What are some of the signals or things to identify that will point us if Google is struggling to crawl something? Or if Googlebot is distracted by, I don’t know, files that are irrelevant? And things that it’s trying to index that are irrelevant for us?
John 26:18
So I think in your question, you also mentioned that it’s a fairly small site, is that correct?
SEO Professional 7 26:25
Yes. Fairly small, maybe five or six months old?
John 26:28
Okay. So my guess is the crawl stats report will not be useful for you in that case, because with the crawl stats report, you’re really looking at an aggregate view of the crawling of your website. And usually, that makes more sense if you have something like, I don’t know, a couple 100,000 pages.
Then you can look at that and say, Oh, well, on average, the crawling is slow. Whereas if you have a website that has, I don’t know, maybe around 100 pages or so then essentially, even if crawling is really, really slow, then those 100 pages, we can still get them, like once a day, worst case, maybe once a week.

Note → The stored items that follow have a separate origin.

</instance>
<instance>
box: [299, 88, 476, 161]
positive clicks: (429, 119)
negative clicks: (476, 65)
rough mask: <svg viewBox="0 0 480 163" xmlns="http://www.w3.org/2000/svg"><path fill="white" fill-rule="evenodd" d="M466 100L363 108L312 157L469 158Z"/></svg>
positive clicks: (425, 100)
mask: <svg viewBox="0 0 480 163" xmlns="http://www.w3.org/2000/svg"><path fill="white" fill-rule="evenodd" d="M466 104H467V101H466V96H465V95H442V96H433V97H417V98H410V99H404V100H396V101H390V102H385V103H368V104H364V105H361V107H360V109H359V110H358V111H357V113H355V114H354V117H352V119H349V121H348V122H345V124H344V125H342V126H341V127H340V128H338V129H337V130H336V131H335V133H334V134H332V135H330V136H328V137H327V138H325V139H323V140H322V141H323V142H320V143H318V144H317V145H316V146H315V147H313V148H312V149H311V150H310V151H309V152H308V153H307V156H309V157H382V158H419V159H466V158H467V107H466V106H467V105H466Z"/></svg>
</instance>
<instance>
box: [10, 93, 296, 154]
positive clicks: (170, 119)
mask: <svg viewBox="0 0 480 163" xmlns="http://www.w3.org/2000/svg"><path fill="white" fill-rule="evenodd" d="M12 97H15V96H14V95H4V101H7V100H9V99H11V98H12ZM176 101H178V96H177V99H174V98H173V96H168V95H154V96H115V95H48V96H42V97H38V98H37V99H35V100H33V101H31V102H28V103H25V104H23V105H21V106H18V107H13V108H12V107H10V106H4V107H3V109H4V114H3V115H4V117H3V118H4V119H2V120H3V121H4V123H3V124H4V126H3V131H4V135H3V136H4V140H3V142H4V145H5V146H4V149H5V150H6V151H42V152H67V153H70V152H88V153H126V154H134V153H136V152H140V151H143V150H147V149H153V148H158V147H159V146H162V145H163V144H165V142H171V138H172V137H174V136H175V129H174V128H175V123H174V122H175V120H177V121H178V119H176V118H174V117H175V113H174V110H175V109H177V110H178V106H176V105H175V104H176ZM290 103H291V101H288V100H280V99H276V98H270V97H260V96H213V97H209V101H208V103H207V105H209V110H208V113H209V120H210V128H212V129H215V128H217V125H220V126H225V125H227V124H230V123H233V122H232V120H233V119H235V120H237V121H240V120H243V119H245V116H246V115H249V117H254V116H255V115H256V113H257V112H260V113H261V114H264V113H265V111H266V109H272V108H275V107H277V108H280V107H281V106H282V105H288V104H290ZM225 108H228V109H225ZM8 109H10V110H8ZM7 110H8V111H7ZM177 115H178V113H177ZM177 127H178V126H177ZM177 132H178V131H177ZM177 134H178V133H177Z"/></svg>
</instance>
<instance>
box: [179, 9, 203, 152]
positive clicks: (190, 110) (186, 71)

It’s not going to be a technical issue with regards to crawling, it’s essentially more a matter of understanding that the website actually offers something unique and valuable that we need to have indexed. So less an issue about the crawling side and more about the indexing side. The exception there would be if there’s really a big technical issue with your website.
But that’s something that you would see right away, because you would probably check individual of these URLs and notice, Oh, Google can’t crawl them at all. Like there’s an error that’s returned, or there’s a noindex that’s returned. And that would be very obvious.

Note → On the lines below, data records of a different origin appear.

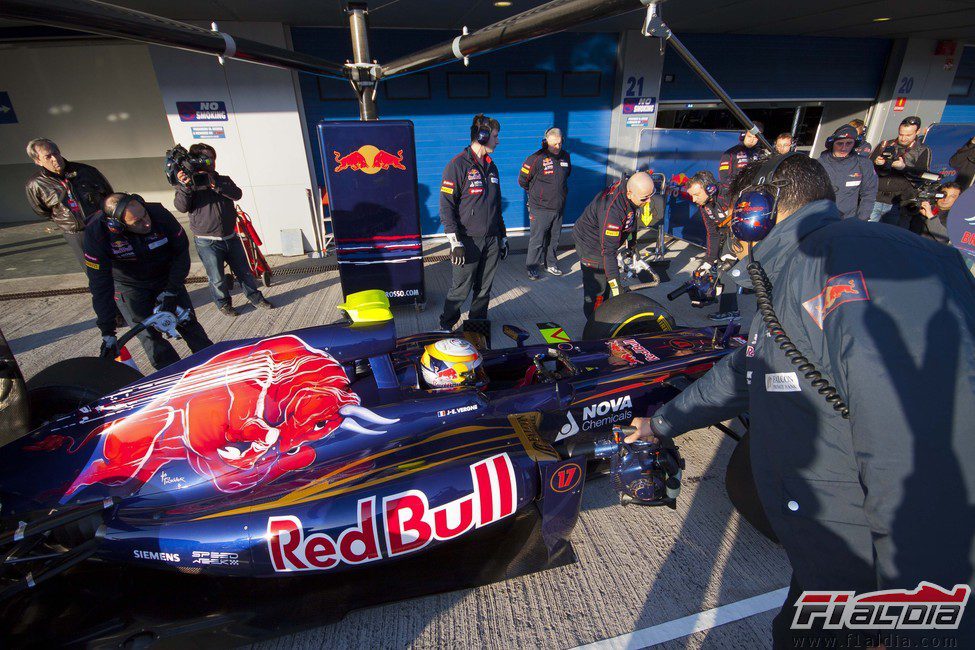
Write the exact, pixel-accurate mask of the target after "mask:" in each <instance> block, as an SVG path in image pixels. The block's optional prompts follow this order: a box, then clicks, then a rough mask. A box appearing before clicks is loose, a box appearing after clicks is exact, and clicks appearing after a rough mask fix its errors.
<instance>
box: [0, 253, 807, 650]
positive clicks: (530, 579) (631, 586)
mask: <svg viewBox="0 0 975 650" xmlns="http://www.w3.org/2000/svg"><path fill="white" fill-rule="evenodd" d="M565 237H568V235H565ZM564 241H565V240H564ZM678 246H680V244H678ZM517 248H518V246H516V247H515V250H517ZM521 248H522V250H523V249H524V247H523V246H521ZM429 252H430V251H429V250H428V254H429ZM433 252H441V251H439V250H435V251H433ZM696 252H698V251H696V249H695V250H677V247H676V246H675V249H674V252H673V253H672V255H671V256H672V260H671V265H670V269H669V271H670V274H671V276H673V277H674V279H673V280H671V281H670V282H668V283H665V284H664V285H662V286H661V287H658V288H655V289H652V290H650V291H649V292H648V293H649V295H651V296H653V297H655V298H656V299H658V300H660V301H661V302H663V303H666V302H667V301H666V298H665V297H664V296H665V294H666V293H667V292H668V291H671V290H672V289H673V288H674V287H675V286H676V285H677V284H678V283H679V281H682V280H683V279H685V278H686V277H687V272H688V271H689V270H690V269H692V268H694V267H695V265H696V262H695V261H694V260H693V259H692V254H693V253H696ZM561 264H562V266H563V269H568V268H570V267H571V269H572V272H571V273H569V274H567V275H565V276H563V277H560V278H556V277H552V276H545V278H544V279H542V280H540V281H538V282H529V281H528V280H527V278H526V277H525V274H524V253H523V252H522V253H520V254H519V253H517V252H515V253H513V254H512V256H511V257H509V259H508V260H507V261H506V262H505V263H503V264H502V266H501V270H500V272H499V273H498V276H497V279H496V281H495V286H494V295H495V298H494V300H493V301H492V305H491V312H490V313H491V317H492V320H493V322H494V332H493V335H494V336H493V338H494V341H495V345H496V346H498V345H500V346H504V345H506V344H507V339H506V338H504V337H503V335H502V334H501V325H502V324H504V323H512V324H516V325H519V326H521V327H523V328H525V329H526V330H528V331H530V332H532V333H533V335H534V336H533V338H532V339H529V342H531V341H538V340H540V338H537V337H538V335H537V334H536V329H535V325H534V324H535V323H536V322H537V321H542V320H554V321H556V322H558V323H560V324H561V325H562V326H563V327H564V328H565V329H566V331H567V332H568V333H569V334H570V336H579V335H581V332H582V326H583V318H582V289H581V275H580V273H579V267H578V262H577V260H576V257H575V254H574V253H572V252H564V253H562V258H561ZM681 271H684V272H683V273H680V272H681ZM277 279H278V282H276V283H275V285H274V286H272V287H271V288H269V289H268V290H267V291H266V294H267V296H268V297H269V298H270V299H271V300H272V301H273V302H274V303H275V304H276V305H277V306H278V308H277V309H275V310H273V311H270V312H264V311H261V312H257V311H255V310H254V309H253V308H251V307H250V306H249V305H246V302H245V301H243V300H242V299H238V300H237V303H238V304H243V305H245V306H244V307H242V308H241V309H240V311H241V315H240V316H239V317H237V318H235V319H234V318H228V317H226V316H223V315H222V314H220V313H218V312H217V311H216V309H215V308H214V307H213V305H212V303H210V300H209V295H208V292H207V289H206V285H204V284H194V285H190V287H189V288H190V294H191V296H192V298H193V301H194V304H195V305H197V307H198V315H199V318H200V321H201V322H202V324H203V326H204V327H205V328H206V330H207V332H208V333H209V335H210V337H211V338H212V339H213V340H215V341H220V340H227V339H241V338H249V337H254V336H267V335H270V334H276V333H280V332H284V331H288V330H292V329H296V328H300V327H306V326H309V325H314V324H320V323H326V322H330V321H333V320H335V319H337V318H338V317H339V314H338V313H337V310H336V308H335V305H336V303H338V302H341V292H340V287H339V283H338V277H337V275H336V274H335V273H318V274H295V275H283V274H282V275H280V276H279V277H278V278H277ZM81 280H82V276H81V275H80V274H77V275H76V276H75V277H74V278H73V279H72V278H71V277H62V278H61V279H60V281H61V282H62V283H64V284H66V285H67V284H71V283H73V284H74V285H75V286H82V285H81V284H80V282H79V281H81ZM449 280H450V267H449V264H448V263H447V262H436V263H432V264H428V265H427V266H426V290H427V309H426V310H424V311H420V312H417V311H415V310H414V309H412V308H398V309H397V310H396V323H397V328H398V330H399V332H400V334H401V335H405V334H411V333H415V332H418V331H423V330H428V329H433V328H434V327H435V326H436V322H437V317H438V316H439V312H440V307H441V305H442V302H443V297H444V295H445V293H446V290H447V288H448V286H447V285H448V283H449ZM15 284H18V285H22V288H21V289H20V290H21V291H23V290H38V289H40V288H43V287H36V286H34V285H33V284H31V285H23V284H22V283H15ZM12 286H13V285H12V284H10V282H9V281H8V282H4V281H0V294H4V293H10V292H11V288H12ZM669 306H670V307H671V308H672V311H673V312H674V315H675V317H676V319H677V322H678V323H680V324H684V325H705V324H708V321H707V320H706V316H707V314H708V313H709V312H710V311H711V310H710V309H708V310H695V309H692V308H691V307H690V306H689V303H688V301H687V300H686V297H682V298H680V299H678V301H677V302H674V303H670V304H669ZM742 308H743V309H742V311H743V313H744V316H745V323H746V324H747V323H748V322H749V321H750V317H751V315H752V314H753V313H754V310H755V307H754V300H753V299H750V298H745V299H744V300H743V301H742ZM0 328H2V330H3V332H4V334H5V335H6V337H7V339H8V341H9V342H10V344H11V347H12V348H13V350H14V352H15V353H16V355H17V358H18V360H19V361H20V364H21V367H22V369H23V371H24V374H25V375H26V376H28V377H30V376H31V375H33V374H35V373H36V372H38V371H39V370H40V369H41V368H43V367H45V366H47V365H49V364H51V363H52V362H54V361H57V360H59V359H62V358H65V357H68V356H76V355H89V354H90V355H94V354H96V353H97V351H98V347H99V343H100V339H99V336H98V332H97V330H96V329H95V326H94V315H93V313H92V310H91V302H90V297H89V296H88V295H86V294H80V295H68V296H58V297H51V298H34V299H26V300H14V301H4V302H0ZM176 347H177V349H178V350H179V351H180V352H181V353H185V352H186V348H185V346H184V345H183V344H182V343H181V342H178V343H177V344H176ZM130 351H131V352H132V354H133V356H134V358H135V360H136V362H137V363H138V364H139V365H140V367H142V368H143V369H148V367H149V366H148V364H147V362H146V358H145V355H144V353H143V351H142V350H141V348H139V347H138V346H137V345H135V346H132V345H130ZM679 442H680V445H681V451H682V453H683V454H684V456H685V458H686V459H687V471H686V472H685V480H684V489H683V492H682V493H681V496H680V499H679V501H678V508H677V510H676V511H672V510H669V509H659V508H655V509H647V508H639V507H635V506H631V507H628V508H623V507H621V506H619V505H618V502H617V498H616V495H615V493H614V492H613V490H612V489H611V487H610V485H609V483H608V480H606V479H605V478H597V479H594V480H592V481H591V482H590V483H589V484H588V485H587V487H586V491H585V495H584V500H583V512H582V514H581V517H580V521H579V524H578V526H577V527H576V529H575V531H574V532H573V535H572V540H573V544H574V546H575V550H576V553H577V555H578V562H576V563H575V564H571V565H569V566H565V567H561V568H558V569H553V570H550V571H545V572H541V573H536V574H533V575H529V576H524V577H521V578H516V579H513V580H508V581H505V582H502V583H498V584H494V585H490V586H487V587H482V588H479V589H474V590H466V591H458V592H452V593H448V594H443V595H438V596H431V597H426V598H419V599H415V600H410V601H406V602H401V603H396V604H391V605H386V606H382V607H376V608H372V609H368V610H363V611H359V612H354V613H352V614H350V615H349V616H348V617H347V618H346V619H344V620H343V621H341V622H340V623H337V624H334V625H331V626H327V627H318V628H314V627H312V629H309V630H307V631H305V632H302V633H298V634H294V635H290V636H285V637H281V638H279V639H276V640H271V641H267V642H265V643H263V644H260V645H258V646H256V647H258V648H262V649H263V648H268V649H270V648H285V647H287V648H293V647H308V648H311V647H314V648H345V647H383V648H389V647H410V648H434V647H437V648H440V647H488V648H570V647H576V646H580V645H586V644H591V643H597V642H603V643H598V645H597V646H596V647H599V648H638V647H644V646H648V645H651V644H652V643H653V642H654V641H656V640H663V639H670V640H668V641H665V642H664V643H663V644H662V645H661V646H660V647H666V648H700V647H707V648H743V647H744V648H763V647H771V642H770V634H769V625H770V622H771V619H772V616H773V615H774V613H775V610H771V611H768V610H769V609H770V608H771V607H775V609H777V603H781V600H782V595H781V594H778V593H776V592H777V590H780V589H781V588H783V587H785V586H786V585H787V584H788V581H789V575H790V570H789V566H788V561H787V559H786V557H785V554H784V552H783V551H782V550H781V549H780V548H778V547H777V546H775V545H773V544H772V543H771V542H769V541H767V540H766V539H765V538H763V537H761V536H760V535H759V534H758V533H757V532H755V531H754V529H752V528H751V526H750V525H749V524H747V523H746V522H744V521H743V520H741V519H740V518H739V517H738V515H737V514H736V513H735V512H734V511H733V510H732V508H731V505H730V503H729V502H728V499H727V497H726V495H725V492H724V486H723V477H724V469H725V466H726V464H727V461H728V456H729V454H730V451H731V449H732V446H733V442H732V441H731V440H730V439H728V438H726V437H725V436H724V435H723V434H721V433H719V432H718V431H716V430H714V429H707V430H698V431H694V432H691V433H689V434H686V435H684V436H683V437H682V438H681V439H680V440H679ZM444 570H445V571H449V570H450V569H449V567H445V568H444ZM767 594H770V595H767ZM763 595H767V596H765V597H764V598H759V599H755V597H759V596H763ZM748 599H752V600H748ZM741 601H745V603H742V602H741ZM759 601H760V602H761V603H763V604H761V605H760V606H758V607H752V609H751V611H760V612H762V613H758V614H754V615H751V616H747V617H745V618H742V619H740V620H736V621H734V622H730V623H726V624H724V625H719V626H716V627H710V625H711V624H712V623H713V621H721V620H726V619H725V618H724V617H726V616H729V615H731V618H735V613H736V612H738V611H740V609H741V607H743V606H747V605H748V604H754V603H755V602H759ZM769 603H771V604H769ZM714 608H719V609H718V611H717V612H714V611H708V610H713V609H714ZM763 610H764V611H763ZM702 612H706V613H705V614H704V615H702V616H698V617H697V619H695V620H691V621H686V620H683V621H682V620H681V619H684V618H685V617H688V616H694V615H697V614H700V613H702ZM709 621H710V622H712V623H709ZM309 624H310V625H312V626H313V622H312V621H309ZM695 625H697V626H698V627H697V628H695V627H694V626H695ZM702 628H709V629H702ZM694 629H702V631H699V632H696V633H694V634H690V635H688V633H689V632H690V631H692V630H694ZM634 633H635V634H634ZM624 635H630V636H624Z"/></svg>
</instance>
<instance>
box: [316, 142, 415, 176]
mask: <svg viewBox="0 0 975 650" xmlns="http://www.w3.org/2000/svg"><path fill="white" fill-rule="evenodd" d="M332 155H333V156H334V157H335V162H336V163H338V165H337V166H336V167H335V171H336V172H344V171H345V170H346V169H351V170H352V171H357V172H363V173H366V174H378V173H379V172H381V171H386V170H388V169H390V168H392V169H406V165H404V164H403V150H402V149H400V150H399V151H397V152H396V153H395V154H391V153H389V152H388V151H384V150H382V149H379V148H377V147H374V146H372V145H371V144H366V145H363V146H361V147H359V148H358V149H356V150H355V151H353V152H351V153H347V154H345V155H344V156H343V155H342V154H341V153H339V152H338V151H333V152H332Z"/></svg>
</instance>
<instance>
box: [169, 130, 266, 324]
mask: <svg viewBox="0 0 975 650" xmlns="http://www.w3.org/2000/svg"><path fill="white" fill-rule="evenodd" d="M189 155H190V157H192V158H196V159H199V160H200V161H201V163H202V164H201V167H202V169H201V170H200V172H197V173H195V174H193V176H190V174H188V173H186V171H185V170H183V169H180V170H179V171H178V172H176V179H177V180H178V181H179V185H177V186H176V198H175V199H174V201H173V204H174V205H175V206H176V209H177V210H179V211H180V212H189V214H190V230H191V231H192V232H193V238H194V241H195V243H196V254H197V255H199V257H200V261H201V262H203V268H205V269H206V272H207V279H208V280H209V281H210V295H211V296H213V302H214V303H216V305H217V309H219V310H220V312H221V313H223V314H226V315H227V316H236V315H237V310H235V309H234V307H233V304H232V303H231V300H230V287H228V286H226V284H225V278H224V272H223V265H224V263H226V264H227V265H228V266H229V267H230V270H231V271H232V272H233V274H234V275H235V276H237V279H238V280H239V281H240V285H241V286H242V287H243V288H244V293H245V294H246V295H247V299H248V300H249V301H250V302H251V304H252V305H254V306H255V307H258V308H260V309H271V308H273V305H272V304H271V303H270V302H268V300H267V299H266V298H265V297H264V295H263V294H262V293H261V292H260V291H258V289H257V282H255V281H254V276H253V275H252V274H251V270H250V267H249V266H248V264H247V256H246V255H245V254H244V246H243V244H241V243H240V239H239V238H238V237H237V233H236V232H235V231H234V226H235V225H236V224H237V210H236V209H235V208H234V201H239V200H240V197H242V196H243V195H244V193H243V192H242V191H241V190H240V188H239V187H237V185H236V184H235V183H234V182H233V181H232V180H230V177H229V176H221V175H219V174H217V172H216V169H215V168H216V162H217V152H216V151H215V150H214V149H213V147H211V146H210V145H207V144H194V145H193V146H192V147H190V150H189ZM199 173H205V174H206V176H207V178H208V181H209V182H208V183H207V186H206V187H201V186H198V185H197V186H194V183H193V180H194V178H193V177H195V176H197V175H198V174H199Z"/></svg>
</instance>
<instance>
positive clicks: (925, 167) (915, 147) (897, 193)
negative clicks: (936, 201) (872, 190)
mask: <svg viewBox="0 0 975 650" xmlns="http://www.w3.org/2000/svg"><path fill="white" fill-rule="evenodd" d="M920 130H921V118H919V117H916V116H913V115H912V116H911V117H905V118H904V119H903V120H902V121H901V125H900V127H899V128H898V129H897V138H896V139H894V140H884V141H883V142H881V143H880V144H878V145H877V148H876V149H874V150H873V153H872V154H870V158H871V159H872V160H873V164H874V168H875V169H876V172H877V176H878V177H880V182H879V184H878V186H877V202H876V203H874V205H873V211H872V212H871V213H870V221H882V222H884V223H889V224H891V225H894V226H901V227H902V228H906V227H907V226H908V224H910V222H911V218H912V217H913V216H914V214H912V213H908V211H907V210H902V209H901V206H902V205H903V204H904V203H906V202H907V200H908V199H910V198H911V197H912V196H913V195H914V186H913V185H911V182H910V180H908V175H918V174H921V173H922V172H926V171H928V168H929V167H930V166H931V149H929V148H928V146H927V145H924V144H921V142H920V141H918V139H917V138H918V134H919V132H920ZM901 212H904V213H905V214H901Z"/></svg>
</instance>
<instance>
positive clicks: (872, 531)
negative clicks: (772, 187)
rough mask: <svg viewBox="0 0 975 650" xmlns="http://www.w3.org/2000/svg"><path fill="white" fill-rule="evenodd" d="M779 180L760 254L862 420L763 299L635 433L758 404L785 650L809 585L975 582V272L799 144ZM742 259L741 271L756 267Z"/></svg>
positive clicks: (649, 434) (755, 416) (833, 589)
mask: <svg viewBox="0 0 975 650" xmlns="http://www.w3.org/2000/svg"><path fill="white" fill-rule="evenodd" d="M748 171H749V173H752V172H753V171H754V170H748ZM743 180H745V179H743ZM773 180H775V181H777V182H781V183H782V190H781V195H780V199H779V208H778V223H777V224H776V225H775V226H774V227H773V228H772V230H771V232H770V234H769V235H768V236H767V237H766V238H765V239H764V240H763V241H761V242H759V243H758V244H757V245H756V246H755V250H754V256H755V260H756V261H757V262H759V263H760V264H761V266H762V267H763V268H764V270H765V273H766V274H767V276H768V279H769V280H770V282H771V286H772V288H773V293H772V296H773V303H774V310H775V313H776V314H777V316H778V319H779V320H780V322H781V325H782V329H783V330H784V331H785V333H786V334H787V335H788V336H789V337H790V338H791V339H792V341H793V342H794V344H795V345H796V347H797V348H798V350H799V351H800V352H801V353H802V354H804V355H806V356H807V357H808V359H809V361H810V362H811V363H812V364H813V365H814V366H815V368H816V369H817V370H819V371H820V372H821V373H822V375H823V378H824V379H826V380H827V381H829V382H830V383H831V384H832V385H833V386H835V388H836V390H837V391H838V395H839V397H840V398H841V399H842V400H844V401H845V402H846V404H847V405H848V408H849V418H848V419H845V418H844V417H842V416H841V414H840V413H839V412H837V411H836V410H835V409H834V407H833V406H832V405H831V404H829V403H827V401H826V400H825V399H824V397H823V395H821V394H820V393H818V392H817V390H816V389H815V388H813V386H812V384H811V382H810V380H809V379H808V378H806V377H805V376H804V372H803V371H799V370H798V369H797V367H796V366H795V365H793V364H792V363H791V362H790V361H789V359H788V358H787V357H786V355H785V353H784V352H783V350H782V349H781V347H780V345H779V344H778V343H776V341H775V340H774V339H773V338H771V337H770V336H769V335H768V333H767V331H766V327H765V324H764V323H763V321H762V315H761V313H759V314H756V316H755V318H754V319H753V320H752V323H751V326H750V328H749V335H748V338H747V346H742V347H740V348H738V349H737V350H736V351H735V352H734V353H732V354H730V355H728V356H726V357H725V358H724V359H722V360H721V361H720V362H719V363H717V364H716V365H715V366H714V367H713V368H712V369H711V370H710V371H709V372H708V373H707V374H705V375H704V376H703V377H702V378H701V379H699V380H698V381H696V382H695V383H694V384H692V385H691V386H690V387H689V388H688V389H687V390H685V391H684V392H682V393H681V394H680V395H678V396H677V397H676V398H674V399H673V400H672V401H670V402H669V403H667V404H665V405H664V406H663V407H661V408H660V409H659V410H657V411H656V412H655V413H653V414H652V417H648V418H637V419H636V420H634V423H633V424H634V426H637V427H638V433H636V434H633V435H632V436H631V437H630V438H632V439H635V438H637V437H641V438H643V439H647V440H652V439H655V438H661V437H668V438H669V437H672V436H676V435H678V434H680V433H683V432H685V431H689V430H691V429H696V428H698V427H702V426H705V425H709V424H712V423H716V422H721V421H723V420H727V419H729V418H733V417H735V416H736V415H738V414H741V413H743V412H746V411H747V412H748V413H749V414H750V418H751V422H750V432H749V434H748V437H749V438H750V458H751V466H752V469H753V473H754V479H755V483H756V487H757V491H758V495H759V497H760V500H761V503H762V505H763V506H764V510H765V513H766V514H767V515H768V519H769V521H770V523H771V526H772V529H773V530H774V532H775V534H776V535H777V536H778V538H779V540H780V541H781V543H782V545H783V546H784V547H785V551H786V553H787V554H788V556H789V560H790V562H791V564H792V569H793V578H792V588H791V591H790V593H789V596H788V598H787V601H786V603H785V606H784V607H783V609H782V612H781V613H780V614H779V616H778V617H776V620H775V622H774V624H773V637H774V639H775V645H776V647H777V648H779V647H781V648H786V647H787V648H795V647H800V646H798V645H791V640H790V634H792V633H793V631H791V630H790V624H791V622H792V615H793V610H792V607H791V606H792V604H793V603H795V601H796V598H797V597H798V596H799V594H800V592H801V591H802V590H837V589H839V590H852V591H856V592H857V593H864V592H870V591H876V590H883V589H907V590H914V589H916V588H917V587H918V584H919V582H921V581H928V582H931V583H934V584H937V585H939V586H941V587H943V588H945V589H947V590H949V591H950V590H952V589H953V587H954V586H955V585H962V584H966V583H967V584H972V582H973V579H975V575H973V566H975V544H973V540H975V462H973V461H975V435H973V430H975V429H973V427H975V424H973V423H975V399H973V394H975V283H973V281H972V278H971V275H970V274H969V273H968V271H967V270H966V268H965V266H964V264H963V262H962V259H961V256H960V254H959V253H958V251H957V250H954V249H952V248H949V247H947V246H943V245H939V244H936V243H934V242H931V241H928V240H925V239H922V238H921V237H917V236H915V235H914V234H913V233H910V232H907V231H905V230H903V229H900V228H896V227H893V226H888V225H882V224H872V223H866V222H863V221H860V220H859V219H843V218H842V216H841V215H840V213H839V211H838V210H837V209H836V205H835V203H834V202H833V200H832V198H833V193H832V188H831V186H830V181H829V178H828V177H827V175H826V173H825V171H824V170H823V168H822V166H821V165H820V164H819V163H818V162H816V161H813V160H811V159H809V158H807V157H805V156H801V155H796V156H792V157H791V158H789V159H788V160H786V161H785V162H783V163H782V165H781V167H780V168H779V170H778V172H777V173H776V174H775V176H774V177H773ZM736 187H738V189H740V186H738V183H736ZM733 189H735V188H733ZM743 267H744V262H741V263H739V264H738V266H736V267H735V268H733V269H732V271H731V272H730V273H731V275H732V276H733V277H734V279H736V280H737V281H740V282H745V280H744V278H747V277H748V273H747V272H746V271H745V270H744V269H743ZM746 284H748V285H750V284H751V283H746ZM807 370H808V369H807ZM966 619H967V620H966ZM973 621H975V616H971V612H967V613H966V614H965V616H964V617H963V619H962V625H963V627H965V629H964V631H963V632H962V633H963V635H964V638H965V639H967V641H968V643H964V642H962V643H960V644H959V645H957V646H954V647H959V648H961V647H975V645H973V644H975V639H973V638H972V636H971V635H972V622H973ZM846 632H847V630H844V631H843V636H844V637H845V634H846ZM920 632H921V633H926V634H928V635H931V634H932V633H936V634H937V635H938V636H942V635H943V634H947V633H949V631H947V630H936V631H931V630H927V631H920ZM958 632H959V631H956V632H954V633H958ZM916 633H918V631H907V630H900V629H899V630H888V631H885V632H884V634H885V635H890V634H894V635H899V636H905V635H908V634H916ZM887 646H888V647H891V644H890V643H888V644H887ZM846 647H852V646H846ZM873 647H877V645H876V643H875V644H874V645H873ZM896 647H906V646H904V645H898V646H896ZM915 647H918V646H917V645H915Z"/></svg>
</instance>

So my assumption there, especially for a smaller website, is that it’s really a matter of making sure that Google understands the value of the website, and that it knows that it makes sense to index as much as possible, because the crawling side is not going to be the limiting factor. It’s really more like, well, you have to convince Google first that actually it should try to crawl.
SEO Professional 7 28:16
Okay. And just to confirm, you said that the crawl stats report are not an exhaustive report. It’s a sample and should be treated as a sample.
John 28:28
I don’t know. I think the number shown in the report would be complete, but maybe the URLs that are shown there, I believe that’s only limited to something like 1000. I don’t know offhand. But the graphs, that should be essentially complete.
The thing that sometimes throws people off with a crawl stats report is that it includes other systems within Google that use the same Googlebot infrastructure. So for example, if you run ads, then I believe like the ads landing page checks, they also go through that infrastructure. If you have product listing ads, those also go through that infrastructure.
So sometimes you’ll see a number that is much higher than if you look in your log files and just look for Googlebot, just because there are different things that run on the same infrastructure, and we treat them the same, but it’s not purely web search.